Did not understand Table 2 fully. There are dim1 and dim2 in rows vs colums. What do they represent for each dataset? For example, celebA biases can be due to gender, smile, etc. (all attribute labels except blond vs. non blond). Does the author refer to compute WGA for each of such group? Then (dim1,dim1) (row vs col) will be WGA b/w them, which does not make sense. (dim1, dim2) will be the WGA of that group. Is that what they mean? They should write it clearly.
The mechanism of how the domain estimator adapts during inference when no labels are provided needs more detail. The paper describes the use of Gumbel-Softmax and one-hot encoding for training, but the explanation of how robust these techniques are to noisy data or real-world discrepancies is insufficient. The authors can use Huber loss or uncertainty estimation techniques because this part needs careful consideration for scenarios where no domains are labeled. So, different potential options have to be evaluated.
The domain estimator's training details are briefly explained but not explored in depth. For example, the paper mentions using cross-entropy loss for direct supervision when domain labels are available. However, the performance trade-offs between predefined and estimated labels in noisy settings are not fully analyzed. I want to see a table/plot where results will be given when domain labels are used and not used in the method to see the trade-off.
The use of multiple MoEs and an aggregation framework inherently adds computational overhead. Did they perform any computational complexity analysis? Popular methods like DFR, JTT, and GroupDRO are not this computationally expensive.
Regarding baselines, two important baselines are missing—DFR (ICLR 2022) and Whac-A-Mole (CVPR 2023). DFR uses balanced validation data to learn robust representation. So, I want to see how MoE performs compared to DFR. Also, MoE tackles multiple domain shifts. All baselines in the paper do not encounter that. So, a baseline method like Whac-A-Mole needs to be compared against, as Whac-A-Mole tackles the problem of multiple biases.
When no domain label exists, the author proposed a smart domain estimator. So, a detailed experiment is needed on how well this domain estimator performs. Seeing only WGA won't help. They can look into slice discovery literature (e.g, DOMINO (ICLR 2022), FACTS (ICCV 2023)). Each domain can be considered a slice or even a source of bias. They can be compared with slice discovery methods or even with the ground truth domains.
For centralized experiments, the datasets are too toyish. The authors can use popular chest-x-ray (CXR)Datasets or NLI datasets. See Subpopshift paper (Yuzhe Yang et el. ICML 2023). For ex, pneumothorax classification in CXR datasets (NIH-CXR, MIMIC-CXR, CheXpert) contains domain shift due to Chesttubes. Recently, LADDER: Language Driven Slice Discovery and Error Rectification has used a lot of medical imaging datasets, from CXR to Mammograms, which can be used to evaluate rigorously.
The captions of tables are too short and need elaborated descriptions.

问题

see weakness

审稿意见

评分: 3置信度: 42024-11-04

This paper attempts to show that sample re-weighting or data balancing when combined with mixture of experts architecture (where experts are provided explicit domain labels) can be effective for addressing multi-dimensional domain shift a.k.a subpopulation shift.

The paper combines the idea of using MOE for domain generalization which is known in the literature [1] and data balancing / reweighting which is also well studied [2].

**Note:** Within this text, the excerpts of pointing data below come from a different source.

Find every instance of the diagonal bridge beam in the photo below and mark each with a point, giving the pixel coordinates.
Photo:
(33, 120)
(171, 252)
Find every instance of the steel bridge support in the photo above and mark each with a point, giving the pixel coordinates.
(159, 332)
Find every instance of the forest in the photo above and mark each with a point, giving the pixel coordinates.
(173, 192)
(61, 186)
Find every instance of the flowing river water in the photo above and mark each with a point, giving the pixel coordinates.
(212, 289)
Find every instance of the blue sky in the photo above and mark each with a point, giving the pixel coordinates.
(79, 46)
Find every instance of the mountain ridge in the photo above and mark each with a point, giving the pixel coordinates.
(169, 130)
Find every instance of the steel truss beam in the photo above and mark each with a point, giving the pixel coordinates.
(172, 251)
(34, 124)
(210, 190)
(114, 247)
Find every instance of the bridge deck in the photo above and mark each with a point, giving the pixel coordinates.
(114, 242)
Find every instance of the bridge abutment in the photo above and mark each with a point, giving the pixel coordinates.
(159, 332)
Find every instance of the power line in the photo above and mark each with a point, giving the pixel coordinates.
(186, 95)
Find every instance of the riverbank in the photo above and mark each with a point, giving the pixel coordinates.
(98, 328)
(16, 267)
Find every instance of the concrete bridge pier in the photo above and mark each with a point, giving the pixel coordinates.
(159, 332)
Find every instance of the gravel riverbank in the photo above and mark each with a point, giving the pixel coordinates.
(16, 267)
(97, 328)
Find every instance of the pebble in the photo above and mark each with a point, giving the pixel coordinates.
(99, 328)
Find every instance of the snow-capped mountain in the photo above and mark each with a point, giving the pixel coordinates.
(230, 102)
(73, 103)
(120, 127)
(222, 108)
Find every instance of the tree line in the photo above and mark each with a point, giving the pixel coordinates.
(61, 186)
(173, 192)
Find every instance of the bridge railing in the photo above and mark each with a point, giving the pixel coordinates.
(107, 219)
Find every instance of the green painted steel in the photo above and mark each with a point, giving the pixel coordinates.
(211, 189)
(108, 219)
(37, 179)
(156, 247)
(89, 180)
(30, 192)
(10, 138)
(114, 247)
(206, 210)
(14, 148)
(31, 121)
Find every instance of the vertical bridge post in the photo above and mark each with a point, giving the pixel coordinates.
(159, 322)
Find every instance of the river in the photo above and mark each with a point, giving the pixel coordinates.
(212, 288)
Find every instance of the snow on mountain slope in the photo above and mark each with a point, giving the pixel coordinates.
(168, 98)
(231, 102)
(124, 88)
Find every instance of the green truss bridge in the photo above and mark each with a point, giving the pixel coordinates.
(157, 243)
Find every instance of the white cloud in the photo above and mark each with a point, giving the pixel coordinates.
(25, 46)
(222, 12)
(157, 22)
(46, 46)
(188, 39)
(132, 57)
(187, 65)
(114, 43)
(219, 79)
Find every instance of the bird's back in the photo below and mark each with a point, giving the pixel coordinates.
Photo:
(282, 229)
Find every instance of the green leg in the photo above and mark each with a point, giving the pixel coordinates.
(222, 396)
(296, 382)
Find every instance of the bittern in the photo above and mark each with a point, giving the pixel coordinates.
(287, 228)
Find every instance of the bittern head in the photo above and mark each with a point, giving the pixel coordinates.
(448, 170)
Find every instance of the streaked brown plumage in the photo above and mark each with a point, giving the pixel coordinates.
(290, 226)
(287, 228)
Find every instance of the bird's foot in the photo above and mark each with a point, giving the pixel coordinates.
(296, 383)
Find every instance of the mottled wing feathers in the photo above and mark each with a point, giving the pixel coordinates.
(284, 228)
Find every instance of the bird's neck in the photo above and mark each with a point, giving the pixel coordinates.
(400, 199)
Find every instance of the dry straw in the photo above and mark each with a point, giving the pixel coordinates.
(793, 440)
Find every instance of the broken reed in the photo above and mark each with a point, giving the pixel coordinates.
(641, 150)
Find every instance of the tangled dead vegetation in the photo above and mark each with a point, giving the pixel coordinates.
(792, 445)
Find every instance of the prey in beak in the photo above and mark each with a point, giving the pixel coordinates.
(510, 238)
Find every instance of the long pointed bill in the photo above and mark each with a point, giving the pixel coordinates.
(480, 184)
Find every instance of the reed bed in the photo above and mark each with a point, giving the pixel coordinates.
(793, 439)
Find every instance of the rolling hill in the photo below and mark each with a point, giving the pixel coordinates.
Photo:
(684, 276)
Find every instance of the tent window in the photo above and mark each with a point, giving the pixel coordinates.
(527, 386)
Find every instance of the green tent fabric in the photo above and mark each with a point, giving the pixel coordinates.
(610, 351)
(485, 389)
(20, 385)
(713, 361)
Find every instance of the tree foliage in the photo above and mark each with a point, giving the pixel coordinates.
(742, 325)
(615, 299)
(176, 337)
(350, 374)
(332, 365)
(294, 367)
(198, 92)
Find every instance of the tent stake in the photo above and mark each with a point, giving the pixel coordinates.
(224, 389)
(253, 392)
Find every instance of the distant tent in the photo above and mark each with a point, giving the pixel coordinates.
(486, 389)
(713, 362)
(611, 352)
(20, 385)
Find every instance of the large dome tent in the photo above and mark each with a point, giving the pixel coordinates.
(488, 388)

[1] Li, Bo, et al. "Sparse mixture-of-experts are domain generalizable learners. [2] Idrissi, Badr Youbi, et al. "Simple data balancing achieves competitive worst-group-accuracy."

Empirically, the proposed method performs better than some standard baselines like ERM, IRM, GroupDRO etc. The method was also extended to federated learning where sample sizes may differ across clients. In such setting the re-weighting scheme needs to account for the effective size of the subgroup within each client.

Overall, the paper presents fairly sound ideas to a very important research area with strong empirical results but doesn't contribute much new knowledge to the study of either domain generalisation, MOEs, or federated learning. ]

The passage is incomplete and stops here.